Fig. 7. Reducing striatum atrophy in the R6/2 mice after in vivo astrocyte-to-neuron conversion.

a Reduction of mHtt inclusions in the striatal astrocyte-converted neurons in the R6/2 mice. The mHtt aggregates (green dots) were detected in most of the striatal neurons (NeuN, cyan), but some NeuroD1 plus Dlx2-converted neurons (red, pointed by arrows) showed no mHtt aggregates. Arrowheads indicate two converted neurons (mCherry⁺) with mHtt inclusions. Scale bar: 10 µm. b Assessing striatum atrophy by Nissl staining of serial coronal sections of the R6/2 mouse brain, treated with control mCherry virus alone (top row) or with NeuroD1 plus Dlx2 AAV (bottom row). Scale bar: 0.5 mm. c Quantified data showing that the percentage of neurons with mHtt inclusions in converted neurons was significantly lower compared with their neighboring native neurons or the striatal neurons in the control virus-treated group. Data are shown as mean ± SEM. d Summary graphs of the relative striatum volume (normalized to the WT) among R6/2 mice (P90–97), R6/2 mice treated with control viruses, and R6/2 mice treated with NeuroD1 plus Dlx2 viruses. Striatal atrophy was clearly detected in the R6/2 mice (P90–97), but partially rescued by NeuroD1 plus Dlx2 treatment. Data are shown as box plot (boxes, 25-75%; whiskers, 10-90%; lines, median). **p < 0.01, ***p < 0.001, one-way ANOVA with Bonferroni’s post hoc test.

Fig. 8. Functional improvement of the R6/2 mice following in vivo cell conversion.
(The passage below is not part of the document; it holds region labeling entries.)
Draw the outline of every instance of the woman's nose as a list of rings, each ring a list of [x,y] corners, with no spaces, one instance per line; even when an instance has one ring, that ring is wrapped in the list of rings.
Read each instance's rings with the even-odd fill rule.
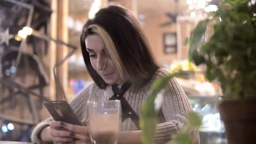
[[[102,56],[97,60],[97,69],[98,71],[103,71],[106,68],[106,60],[107,58]]]

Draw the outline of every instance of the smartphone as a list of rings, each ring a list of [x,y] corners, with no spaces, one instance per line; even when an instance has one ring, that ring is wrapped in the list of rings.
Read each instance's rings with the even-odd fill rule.
[[[46,101],[44,105],[55,121],[82,125],[66,101]]]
a Representative footprint tracks among wild-type littermates, R6/2 mice, R6/2 mice treated with control viruses or NeuroD1 + Dlx2 viruses. Dashed lines indicate stride length (L) and width (W). b, c Quantified data of stride length (b) and width (c) among different groups. The stride length decreased in R6/2 mice, but partially rescued by NeuroD1 plus Dlx2 treatment (one-way ANOVA with Bonferroni’s post hoc test). d Representative tracks showing locomotor activity in the open field test (20 min) among different groups. e Quantified data showing the total travel distance reduced in R6/2 mice but partially improved by NeuroD1 plus Dlx2 treatment (one-way ANOVA with Bonferroni’s post hoc test). **p < 0.01, ***p < 0.001. f Average body weight of R6/2 mice at 7 days before surgery and 30 days after surgery (viral injection). NeuroD1 plus Dlx2-treated R6/2 mice showed less body weight loss than the control virus-treated mice at 30 dpi (*p < 0.05, unpaired Student’s t-test). Mouse number in each group is labeled in each bar. g Typical clasping (top) and non-clasping (bottom) phenotype in the R6/2 mice. h The percentage of mice showing clasping phenotype was decreased in NeuroD1 plus Dlx2-treated R6/2 mice (*p < 0.05, 2-sided Pearson Chi-square test). i The average clasping score was also significantly reduced by NeuroD1 plus Dlx2 treatment (*p < 0.05, unpaired Student’s t-test). Mouse number in each group is labeled in the bar. j The grip strength of R6/2 mice did not change following NeuroD1 plus Dlx2 treatment. k Experimental diagram showing survival rate calculation from 7 days post-surgery to 38 days post surgery (endpoint mouse age: P98). Mice that died between 7 and 38 dpi were recorded. Behavioral tests were conducted between 30–37 dpi. l Kaplan–Meier survival graph showing that 13 out of 29 R6/2 mice died in the control virus group, whereas only 2 out of 33 R6/2 mice died in the NeuroD1 plus Dlx2 treatment group (p < 0.001, 2-sided Pearson Chi-square test). Data are shown as mean ± SEM in panel b, e and i. Data in panel _ec, f and j are shown as box plot (boxes, 25-75%; whiskers, 10-90%; lines, median).